Lick Infrared Camera User's Guide

Reduction Technqiues

A Suggested Reduction Sequence

The usual goal of the reduction process is the removal of dark current, cosmetic defects, pixel-to-pixel response variations, and sky contribution from individual images. Targets may be photometrically calibrated. Finally, individual images are combined. Most reduction strategies suggested by various `experts' for the treatment of near-IR array data follow the same general theme as the one presented below.
  1. Dark Subtraction A master dark frame is created by averaging a number of dark frames of a given exposure time. Dark frames may be scaled with caution, remembering not to scale the bias if it is present. The master dark frame is subtracted from all source and calibration frames with the same exposure time.
  2. Bias Subtraction If baseline subtraction was disabled (default condition for LIRC-II), dark frames will have included the ADC bias, and it will be automatically removed in step one, above. Separate bias subtraction may be done, using a master bias frame made by averaging a series of `zero' second darks. If baseline subtraction was enabled, the bias will have been removed from the raw frames at the time they were made.
  3. Removing Cosmetic Defects Hot or dead pixels should now be removed from both sky and source frames. If allowed to remain, spurious counts in bad pixels may affect the flat-field renormalization. The customary procedure is to interpolate over bad pixels. A .i.bad pixel map; can be generated from a single suitable sky frame at the beginning of the data reduction.
  4. Flat-fielding Flat field frames, be they twilight or night-sky frames, are averaged, using a median filtering or sigma clipping algorithm to remove any stars. It is assumed here that individual images, or sets of images, were offset from one another, so that the same star falls on different pixels in different frames. Each source frame is divided by the flat-field, and renormalized by multiplying by the mean of the flat-field frame.
  5. Sky Subtraction Master sky frames are made for each observation by averaging and filtering its associated set of sky frames. The master frame is then subtracted from each source frame. Bear in mind that in many cases, source frames, taken at slightly different positions, can serve as one another's sky frames.
  6. Coaddition The individual, reduced source frames are now combined, registering them as necessary, to create a final source frame with the best possible signal to noise. The use of a clipping algorithm here will eliminate cosmic ray events.
  7. Flux Calibration For absolute photometric work, the standard-star frames are reduced exactly like source frames. The data are then calibrated using the known standard star magnitudes and converting them to observed counts as in visual photometry.

Quick Looks

The foregoing reduction recipes are not suited for quick looks at new images while at the telescope. Simply subtracting a raw sky frame from a raw image frame of the same exposure time provides an adequate first look. Where the signal-to-noise in individual images is low, it may be necessary to coadd and average a series of sky-subtracted, co-aligned frames.

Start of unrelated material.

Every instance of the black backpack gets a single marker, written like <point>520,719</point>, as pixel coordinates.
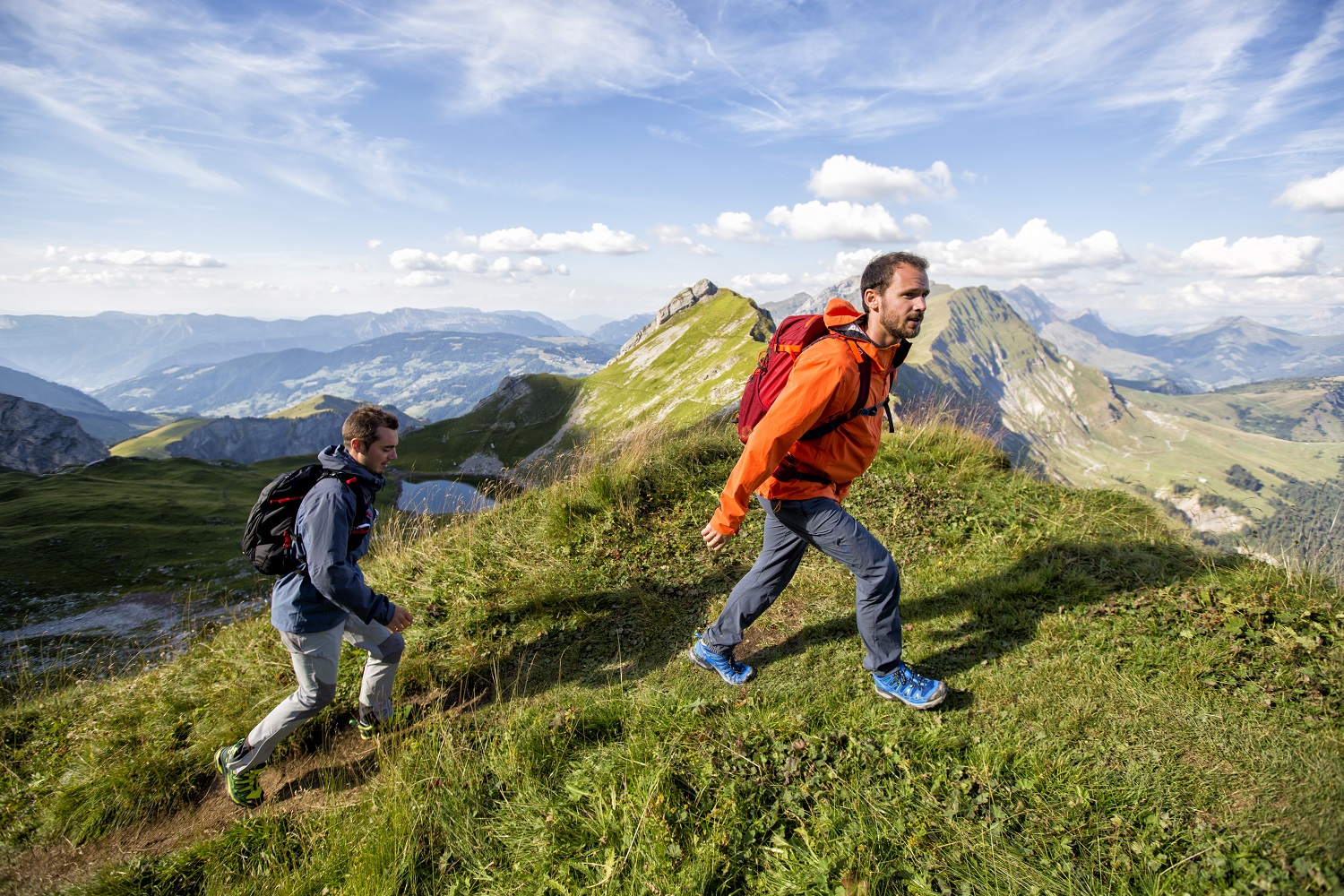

Lirctop provides a sky-subtraction procedure under its `quick-reductions' option.

Registering Images

A single image in its final form is usually the sum of a number of reduced source frames. Source frames are likely to be offset from one another due to small errors in telescope tracking, deliberate offsets, or mosaicing to cover regions of sky larger than the detector format. Images must be properly registered when being coadded or fitted into a mosaic.

One or more bright point sources, common to adjacent frames, serve well as registration marks. Frames without such reference points must be registered on the basis of telescope coordinates. It is therefore critical to have accurate records of the telescope's position for each offset. Note that the FITS header includes the telescope position at the time of the observation, so long as `telco access' is enabled in the data-taker. While absolute positions recorded in this way are only as good as the pointing calibration of the telescope, relative positions within a limited field are quite accurate.